P.O. Box 661450; Los Angeles, CA 90066


May 3, 2021





Draft hand-delivered to Councilmember Mike Bonin on April 26, 2021

Mayor Eric Garcetti

Los Angeles City Council

County Supervisor Holly Mitchell


Re: Council File 21-0350


Motion to INSTRUCT the Office of the City Administrative Officer (CAO) to identify funding for a lease agreement for a temporary safe camping site at the privately-owned parcel at 5000 Beethoven Avenue (sic) in Del Rey, including the provision of services, security and resources where a large tent encampment currently exists.


Our Land Use & Planning Committee designates four types of locations where it would be inappropriate and detrimental to our community to establish a permanent or temporary camping site for unhoused people. Whereas these facilities may be a necessary step towards improving or solving this tremendous problem in our society, they should not be located in:

1) areas where the presence of these added residents could pose a danger or nuisance to adjacent residential neighborhoods;

2) places that would prevent the community from safely using and enjoying recreational amenities meant for the general public;

3) environmentally or ecologically sensitive locations;

4) sites that do not have essential infrastructure to support the added population and land use.

The location of 5000 Beethoven meets three out of four of these disqualifying criteria. (No. 2 does not apply because this land is privately owned.)


The ecologically sensitive nature of this location is well documented and represented in many discussions pertaining to this property in the recent past. It should be clear that there is no supporting infrastructure serving this site including ingress and egress, utilities, nearby service facilities, or transportation.


However, the nuisance criterion is the one we must emphasize based on the experiences of the neighbors adjacent to 5000 Beethoven.


The homeless occupants at this site are more than just a public nuisance; they are a danger to the residents in the 136 homes just east of it (bound by Ballona Creek, Centinela Avenue, and the 90 Freeway).

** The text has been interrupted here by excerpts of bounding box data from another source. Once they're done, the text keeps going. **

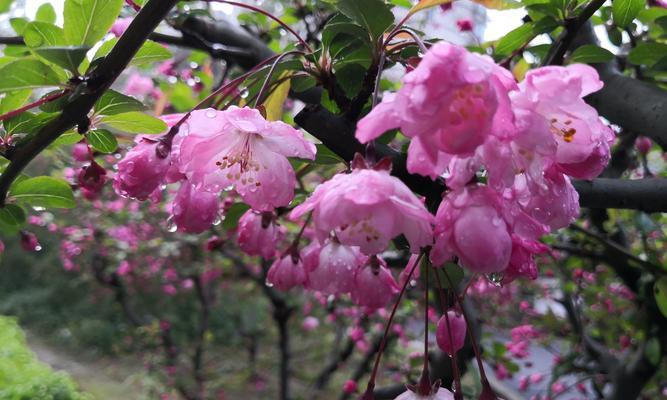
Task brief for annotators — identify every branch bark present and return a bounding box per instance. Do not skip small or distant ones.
[0,0,178,206]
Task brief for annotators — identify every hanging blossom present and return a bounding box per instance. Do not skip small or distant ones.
[178,106,316,211]
[290,154,433,255]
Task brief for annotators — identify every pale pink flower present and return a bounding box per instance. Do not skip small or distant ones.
[266,254,306,291]
[435,310,467,357]
[304,240,363,294]
[431,185,548,274]
[394,388,454,400]
[351,259,400,310]
[111,18,133,37]
[171,182,218,233]
[123,72,155,97]
[356,42,516,177]
[290,162,433,255]
[237,210,285,260]
[179,106,316,211]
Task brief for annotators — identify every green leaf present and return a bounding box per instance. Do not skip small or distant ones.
[86,129,118,153]
[0,58,60,92]
[34,46,90,74]
[35,3,56,24]
[93,38,171,66]
[0,0,14,13]
[23,21,65,48]
[570,44,614,63]
[222,203,250,229]
[63,0,123,46]
[653,277,667,317]
[100,111,167,134]
[336,0,394,43]
[628,42,667,67]
[496,23,535,56]
[93,89,146,115]
[10,176,76,208]
[314,143,345,165]
[611,0,645,28]
[0,204,25,232]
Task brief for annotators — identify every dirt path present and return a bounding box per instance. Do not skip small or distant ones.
[26,332,141,400]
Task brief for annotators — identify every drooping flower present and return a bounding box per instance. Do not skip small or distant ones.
[179,107,316,211]
[171,182,218,233]
[290,156,433,255]
[351,257,400,310]
[435,310,467,357]
[306,240,363,295]
[266,254,306,291]
[510,64,614,179]
[237,210,284,260]
[356,42,516,177]
[431,185,547,274]
[113,136,170,201]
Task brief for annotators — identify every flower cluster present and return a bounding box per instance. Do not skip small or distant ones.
[356,42,614,281]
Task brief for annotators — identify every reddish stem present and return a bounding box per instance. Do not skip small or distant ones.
[362,253,424,398]
[206,0,313,53]
[0,90,69,121]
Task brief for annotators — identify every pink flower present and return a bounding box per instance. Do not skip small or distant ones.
[111,18,133,37]
[394,388,454,400]
[435,310,467,357]
[113,136,170,201]
[511,64,614,179]
[266,254,306,291]
[237,210,285,260]
[123,72,155,97]
[290,159,433,255]
[431,186,547,274]
[456,18,472,32]
[351,258,400,310]
[307,240,363,295]
[356,42,516,177]
[19,231,42,252]
[171,182,218,233]
[179,106,316,211]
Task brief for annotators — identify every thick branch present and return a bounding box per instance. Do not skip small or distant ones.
[0,0,178,205]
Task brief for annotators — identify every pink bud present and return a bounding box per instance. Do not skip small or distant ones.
[435,311,467,356]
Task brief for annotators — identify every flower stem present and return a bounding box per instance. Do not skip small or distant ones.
[362,253,424,398]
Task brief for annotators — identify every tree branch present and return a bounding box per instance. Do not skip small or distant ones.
[0,0,178,206]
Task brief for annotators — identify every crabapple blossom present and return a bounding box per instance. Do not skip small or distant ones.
[304,240,364,294]
[171,182,218,233]
[356,42,516,177]
[351,257,400,309]
[290,156,433,255]
[435,310,467,356]
[266,254,306,290]
[179,106,316,211]
[237,210,285,260]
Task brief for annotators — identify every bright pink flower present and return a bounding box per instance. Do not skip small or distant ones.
[123,72,155,97]
[111,18,133,37]
[456,18,472,32]
[307,240,363,295]
[237,210,285,260]
[431,186,547,274]
[179,106,316,211]
[19,231,42,252]
[351,259,400,309]
[511,64,614,179]
[394,388,454,400]
[171,182,218,233]
[356,42,516,177]
[290,161,433,255]
[435,310,467,357]
[113,136,170,201]
[266,254,306,291]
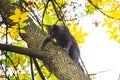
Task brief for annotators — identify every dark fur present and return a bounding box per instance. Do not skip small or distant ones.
[41,25,83,71]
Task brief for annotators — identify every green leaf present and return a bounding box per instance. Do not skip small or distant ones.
[44,14,53,25]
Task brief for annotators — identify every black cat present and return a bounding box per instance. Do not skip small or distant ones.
[41,25,84,72]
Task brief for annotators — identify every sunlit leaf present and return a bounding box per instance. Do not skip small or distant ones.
[20,29,26,33]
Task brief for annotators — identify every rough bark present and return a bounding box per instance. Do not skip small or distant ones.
[0,0,89,80]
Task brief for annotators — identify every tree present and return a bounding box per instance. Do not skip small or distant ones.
[0,0,89,80]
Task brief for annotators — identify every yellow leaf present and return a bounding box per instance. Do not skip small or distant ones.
[20,12,28,22]
[20,29,26,33]
[8,29,19,39]
[12,24,18,29]
[15,8,21,16]
[9,8,28,22]
[118,39,120,44]
[9,15,19,22]
[82,32,89,37]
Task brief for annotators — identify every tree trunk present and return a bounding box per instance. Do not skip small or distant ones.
[0,0,89,80]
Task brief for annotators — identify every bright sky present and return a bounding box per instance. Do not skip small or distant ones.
[80,14,120,80]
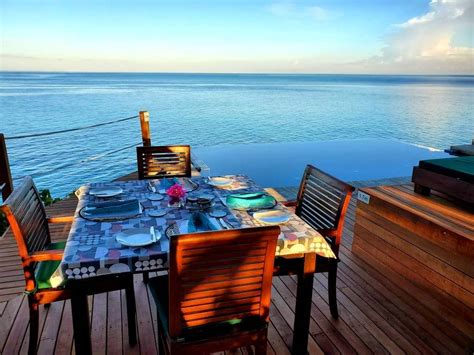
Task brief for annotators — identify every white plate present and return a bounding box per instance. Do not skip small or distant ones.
[207,177,233,187]
[89,186,123,197]
[115,228,161,247]
[253,210,290,224]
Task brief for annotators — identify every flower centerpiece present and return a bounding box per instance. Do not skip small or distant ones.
[166,184,186,207]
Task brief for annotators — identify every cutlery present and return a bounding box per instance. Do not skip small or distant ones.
[217,217,234,229]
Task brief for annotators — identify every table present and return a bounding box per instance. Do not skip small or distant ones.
[60,175,335,354]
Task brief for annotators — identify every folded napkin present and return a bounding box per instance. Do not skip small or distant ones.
[159,178,179,194]
[226,192,277,210]
[84,199,141,217]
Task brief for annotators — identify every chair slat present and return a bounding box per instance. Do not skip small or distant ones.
[169,227,280,336]
[137,145,191,179]
[295,165,354,255]
[181,289,261,308]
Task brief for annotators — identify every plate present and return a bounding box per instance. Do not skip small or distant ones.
[115,228,161,247]
[207,177,233,187]
[89,186,123,197]
[253,211,290,224]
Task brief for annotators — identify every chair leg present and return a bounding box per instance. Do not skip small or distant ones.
[125,275,137,345]
[157,320,168,355]
[28,298,39,355]
[328,264,339,319]
[255,339,267,355]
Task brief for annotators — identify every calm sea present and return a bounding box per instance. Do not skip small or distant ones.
[0,73,474,196]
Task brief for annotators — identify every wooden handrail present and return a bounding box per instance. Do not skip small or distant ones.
[0,133,13,201]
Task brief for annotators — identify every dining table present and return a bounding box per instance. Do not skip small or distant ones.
[58,175,336,354]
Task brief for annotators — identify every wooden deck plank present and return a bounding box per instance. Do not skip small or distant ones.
[106,290,122,354]
[91,293,107,355]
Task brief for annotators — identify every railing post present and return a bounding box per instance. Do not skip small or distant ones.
[139,111,151,147]
[0,133,13,201]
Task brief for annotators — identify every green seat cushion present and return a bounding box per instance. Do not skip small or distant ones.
[35,242,66,290]
[420,156,474,183]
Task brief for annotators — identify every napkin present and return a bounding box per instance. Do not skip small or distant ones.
[226,192,276,210]
[188,212,219,233]
[160,178,179,194]
[84,199,141,217]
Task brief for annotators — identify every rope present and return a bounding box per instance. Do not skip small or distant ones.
[5,116,138,140]
[32,142,142,178]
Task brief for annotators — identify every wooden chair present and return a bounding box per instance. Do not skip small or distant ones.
[286,165,354,318]
[137,145,191,180]
[149,226,280,354]
[0,177,136,354]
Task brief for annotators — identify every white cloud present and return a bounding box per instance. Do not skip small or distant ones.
[362,0,474,74]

The roads in and out of this location are closed to the public and marked by “No Trespassing” signs. Yet this law is never enforced when homeless use these roads and cut through the fences to gain access to the camping site.


The neighboring residents and their children unwillingly come into contact with individuals who are unsafe, confrontational, belligerent, or dropping trash. Water taps are opened and left that way, leading to property damage. This quiet 50-year-old neighborhood of 136 homes is strewn with drug paraphernalia. Crime has increased dramatically.


Why are those residents’ rights subordinate to those of homeless individuals breaking laws and norms of community living?


Finally, the greatest danger to the largest number of people - the fires. There have been multiple, large fires in homeless encampments along the 90 Freeway just yards from residents’ homes and in the Ballona Wetlands Ecological Reserve. So far, Del Rey has been fortunate, and the fires have been stopped before homes were burned, but two fires in March destroyed more than four acres of the ecological reserve.


Although there may be a shortage of appropriate locations in Del Rey and perhaps in Council District 11, our position is that “safe” facilities for the homeless should be located exclusively in places that have:


1) existing paved or gravel-covered lots, whether publicly owned or leased from private landowners;

2) existing buildings with sanitary facilities; or those that can be modified to provide appropriate and safe living conditions, without the need for cooking or heating fires;

3) supporting infrastructure and nearby commercial facilities


The photograph shows the current encampment on Bird Island (5000 Beethoven).


Relief from the current circumstances is critical. It is urgent that the City Council reject the proposal to allow safe camping at 5000 Beethoven Street.


Our land use committee prepared and approved this letter on April 20, 2021, and our board of directors voted to approve it at our board meeting on May 3, 2021.